Comment 3 John Goerzen 2013-10-15 16:47:14 UTC
FWIW the machine this was on has 8GB RAM and was in single-user mode.
Comment 4 John Goerzen 2013-10-15 17:18:14 UTC
That script slowly worked.  It would trim a few GB and then the system would hang again.  Eventually I just tar'd up what I needed, deleted the subvolume, and restored from tar.  I may have gotten there eventually but I sat through a dozen reboots alreday.
Comment 5 John Goerzen 2013-10-19 22:44:43 UTC
I just ran into a very similar situation, on a same version kernel but on i386 instead of amd64.  The file in question far far smaller.  I tried to rm it.  Since there was a snapshot active, it should have returned just about immediately, but instead took down the entire server.

How can I help?
Comment 6 John Goerzen 2013-10-19 22:49:30 UTC
This file was only 5GB.  It had 27475 extents, and was created by restore (from the dump/restore program - a restoresymtable file)
Comment 7 John Goerzen 2013-10-21 14:10:05 UTC
Per the thread in the mailing list, others have seen this as well.  Perhaps it is related to qgroups, perhaps not, but for the moment it seems that is a possible culprit.

http://thread.gmane.org/gmane.comp.file-systems.btrfs/29252/focus=29259
Comment 8 John Goerzen 2013-10-25 13:38:22 UTC
On a system where this has caused a hang once, after btrfs quota disable and a reboot, doing the same action did not cause any problem at all.  Seems increasingly likely to be a quota problem.
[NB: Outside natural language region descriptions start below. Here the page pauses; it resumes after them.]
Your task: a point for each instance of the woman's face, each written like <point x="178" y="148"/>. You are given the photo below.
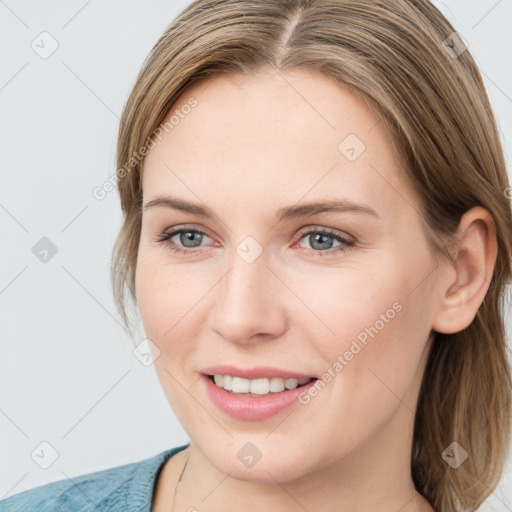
<point x="263" y="281"/>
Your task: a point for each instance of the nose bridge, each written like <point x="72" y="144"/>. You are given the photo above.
<point x="247" y="300"/>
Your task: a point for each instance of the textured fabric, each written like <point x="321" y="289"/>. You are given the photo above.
<point x="127" y="488"/>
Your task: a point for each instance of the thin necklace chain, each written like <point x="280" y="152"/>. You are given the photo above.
<point x="178" y="483"/>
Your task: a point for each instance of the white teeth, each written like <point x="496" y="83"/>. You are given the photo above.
<point x="257" y="386"/>
<point x="240" y="385"/>
<point x="276" y="384"/>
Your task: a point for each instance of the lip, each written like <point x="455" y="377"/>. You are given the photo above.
<point x="256" y="372"/>
<point x="252" y="408"/>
I'm not sure what more info could be needed; this is still flagged NEEDINFO but I don't know what more info could be supplied?
Comment 9 Josef Bacik 2013-10-31 20:58:24 UTC
How do you have qgroups setup?  I'd like to try and reproduce this locally and to do that I need to know your qgroup setup.
Comment 10 John Goerzen 2013-10-31 21:05:50 UTC
I did nothing other than basically:

btrfs sub cre a
btrfs sub cre b
btrfs sub cre c
btrfs quota enable

I only turned them on so I could get disk-usage data for each subvolume via btrfs qg show.  I did not set any limits and create anything else.  I believe I did turn on quotas before loading data on the FS.  All data was loaded into subvolumes.

Does that help?
Comment 11 Josef Bacik 2013-11-01 21:06:10 UTC
I can't seem to reproduce, everything looks fine to me.  Can you try to rm the file and run

slabtop

in another window and see what floats to the top?  Use the 'c' command when it loads up to sort by cache size, and then just copy+paste whatever comes to the top for a long time.
Comment 12 John Goerzen 2013-11-03 13:36:40 UTC
Hi Josef,

I will try to write some code on Monday to duplicate this and see what I can find for you.

John
Comment 13 John Goerzen 2014-05-28 16:16:34 UTC
FYI - I eventually changed to zfs and cannot writ ethe code to duplicate.  I am curious if this was ever resolved.  FWIW, I did hear from others with similar issues.
Comment 14 David Sterba 2022-10-03 10:41:23 UTC
This is a semi-automated bugzilla cleanup, report is against an old kernel version. If the problem still happens, please open a new bug. Thanks.